Originariamente Scritto da
elnick
per quanto attiene l'esistenza del divino io non mi pongo nemmeno il problema di dimostrarne l'esistenza, che infatti si rende possibile solo per grazia divina e non con i mezzi dell'uomo.
In quanto al tentativo di spiegare quanto non è conoscibile come nel tentativo del non credente di spiegarsi la fede quel che trovo ridicolo è il tentativo di ridurre al proprio schema quanto non si riesce a comprendere diversamente.
Il fatto poi di essere in tanti (osservazione che ricorre spesso nelle nostre discussioni) a pensarla in un dato modo non è di gran conforto nè alla logica nè alla validità di una tesi.
Ti spiego, con tutta la pazienza che serve: ho fatto il riferimento ad altri filosofi e pensatori unicamente per non millantare come mia una interpretazione del bisogno di religione dell'uomo che invece mi precede di secoli. Sul resto, cercherò anche in questo caso di essere paziente: se ho davanti a me in un fenomeno - la fede - che si basa su un presupposto per me inesistente - e certamente indimostrabile - non è che non sono capace di comprendere, ma lo comprendo dandone una spiegazione secondo il mio schema che ha la MASSIMA dignità, quello che non prevede Dio. Trovo però ridicola e molto riduttiva la posizione di chi pensa che non possa farlo: puoi proporre un forum riservato ai credenti, per coerenza.
per quanto riguarda l'equazione bisogno ricerca fede sei sulla buona strada per la prima parte.

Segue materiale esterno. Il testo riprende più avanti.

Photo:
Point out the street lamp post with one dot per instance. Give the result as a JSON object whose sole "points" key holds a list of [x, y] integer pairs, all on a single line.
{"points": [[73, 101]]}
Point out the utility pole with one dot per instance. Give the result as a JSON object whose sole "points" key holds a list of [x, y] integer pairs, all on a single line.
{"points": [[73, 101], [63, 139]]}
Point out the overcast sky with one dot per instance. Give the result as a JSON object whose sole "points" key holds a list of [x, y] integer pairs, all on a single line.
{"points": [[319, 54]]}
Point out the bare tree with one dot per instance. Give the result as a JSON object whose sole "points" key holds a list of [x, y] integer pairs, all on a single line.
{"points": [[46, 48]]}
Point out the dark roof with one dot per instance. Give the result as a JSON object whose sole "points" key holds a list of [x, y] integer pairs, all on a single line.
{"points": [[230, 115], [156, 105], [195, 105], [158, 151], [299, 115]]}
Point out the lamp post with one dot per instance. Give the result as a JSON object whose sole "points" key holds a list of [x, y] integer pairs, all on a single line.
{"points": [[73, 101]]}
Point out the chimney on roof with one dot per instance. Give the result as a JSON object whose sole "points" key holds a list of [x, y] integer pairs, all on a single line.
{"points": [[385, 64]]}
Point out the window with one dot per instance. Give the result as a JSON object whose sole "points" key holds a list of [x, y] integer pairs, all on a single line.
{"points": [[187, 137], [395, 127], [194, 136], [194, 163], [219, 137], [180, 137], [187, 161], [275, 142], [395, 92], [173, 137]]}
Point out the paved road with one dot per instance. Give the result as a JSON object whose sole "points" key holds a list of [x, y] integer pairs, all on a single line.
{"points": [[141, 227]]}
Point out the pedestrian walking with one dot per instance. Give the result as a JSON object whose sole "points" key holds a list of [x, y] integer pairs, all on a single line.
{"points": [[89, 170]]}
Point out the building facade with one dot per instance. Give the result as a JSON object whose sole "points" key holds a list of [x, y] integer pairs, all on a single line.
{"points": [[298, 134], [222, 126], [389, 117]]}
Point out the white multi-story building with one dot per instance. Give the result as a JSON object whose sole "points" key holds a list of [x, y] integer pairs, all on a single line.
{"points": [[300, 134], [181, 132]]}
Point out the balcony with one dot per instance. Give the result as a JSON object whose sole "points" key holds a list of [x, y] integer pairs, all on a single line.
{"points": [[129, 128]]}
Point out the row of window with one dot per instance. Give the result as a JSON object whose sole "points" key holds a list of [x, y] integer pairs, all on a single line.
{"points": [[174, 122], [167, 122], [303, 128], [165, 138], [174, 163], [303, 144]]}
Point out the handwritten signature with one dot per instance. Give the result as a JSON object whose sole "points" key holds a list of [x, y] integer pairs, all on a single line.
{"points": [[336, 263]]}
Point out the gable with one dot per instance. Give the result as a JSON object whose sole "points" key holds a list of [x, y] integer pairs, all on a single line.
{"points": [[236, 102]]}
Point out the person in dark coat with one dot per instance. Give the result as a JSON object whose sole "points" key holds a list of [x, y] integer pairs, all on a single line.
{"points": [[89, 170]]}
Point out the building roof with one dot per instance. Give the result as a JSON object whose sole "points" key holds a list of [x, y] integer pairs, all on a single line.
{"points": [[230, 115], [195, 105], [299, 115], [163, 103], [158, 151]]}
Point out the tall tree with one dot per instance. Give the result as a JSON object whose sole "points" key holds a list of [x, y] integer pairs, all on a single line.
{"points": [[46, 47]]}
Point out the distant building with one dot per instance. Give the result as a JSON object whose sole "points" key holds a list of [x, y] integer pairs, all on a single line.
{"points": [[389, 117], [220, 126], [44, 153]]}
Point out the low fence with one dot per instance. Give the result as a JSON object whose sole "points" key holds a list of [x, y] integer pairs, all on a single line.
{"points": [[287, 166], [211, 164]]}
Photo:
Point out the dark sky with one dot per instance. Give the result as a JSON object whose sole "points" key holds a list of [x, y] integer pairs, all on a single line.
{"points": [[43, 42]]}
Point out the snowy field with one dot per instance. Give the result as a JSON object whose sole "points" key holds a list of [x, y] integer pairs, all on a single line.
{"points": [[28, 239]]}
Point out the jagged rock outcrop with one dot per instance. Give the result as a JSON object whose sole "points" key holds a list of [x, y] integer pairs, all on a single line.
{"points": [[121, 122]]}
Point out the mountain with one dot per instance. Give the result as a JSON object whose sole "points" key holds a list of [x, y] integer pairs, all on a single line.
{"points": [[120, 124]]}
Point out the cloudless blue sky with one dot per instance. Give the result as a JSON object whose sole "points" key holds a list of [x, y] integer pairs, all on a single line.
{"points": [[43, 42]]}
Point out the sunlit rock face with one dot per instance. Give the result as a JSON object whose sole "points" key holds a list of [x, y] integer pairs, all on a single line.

La conclusione invece salta un paio di passaggi: è vero che il senso della vita comprende la morte, non è invece affatto vero che comprenda la paura in quanto l'equivalenza morte-paura che tu dai per scontata nella ricerca etica non lo è minimamente. Lo è il concetto morte-paura residuale, che nasce da una visione materiale dell'esistenza ma è appunto un concetto residuale che andrebbe invece totalmente escluso dalla prima equazione. Il che ovviamente ti porta a rovesciare la conclusione di un ragionamento che, altrimenti, sarebbe logico ed è appunto quanto cercavo di spiegare.
Eppure dovresti leggermi con maggiore attenzione, perché nella mia prima risposta avevo scritto: "La paura è insita nella natura dell'uomo, e la capacità di agire - e quindi di vivere - senza esserne condizionati, dando uno scopo alle proprie azioni che non sia quello di ricevere una ricompensa o scampare ad un castigo è di pochi, credenti o atei o agnostici che siano." Quindi, per me tu stai parlando dei pochi che approdano alla fede attraverso una ricerca etica, mentre io sto sostenendo uno schema che comprende i tanti, e che è basato sulla paura del niente, come ha detto l'utente credente dandomi ragione. Però, non escluderei affatto che lo schema valga anche per quei pochi, perché anche il bisogno di trovare un senso - è lì che la ricerca etica mira - può nascere dalla paura di vivere una vita che non ce l'abbia, quel "niente" di Conogelato . Poi, quando l'hai trovato o lo stai cercando è possibile che superi quella paura, o la trascendi per chi crede.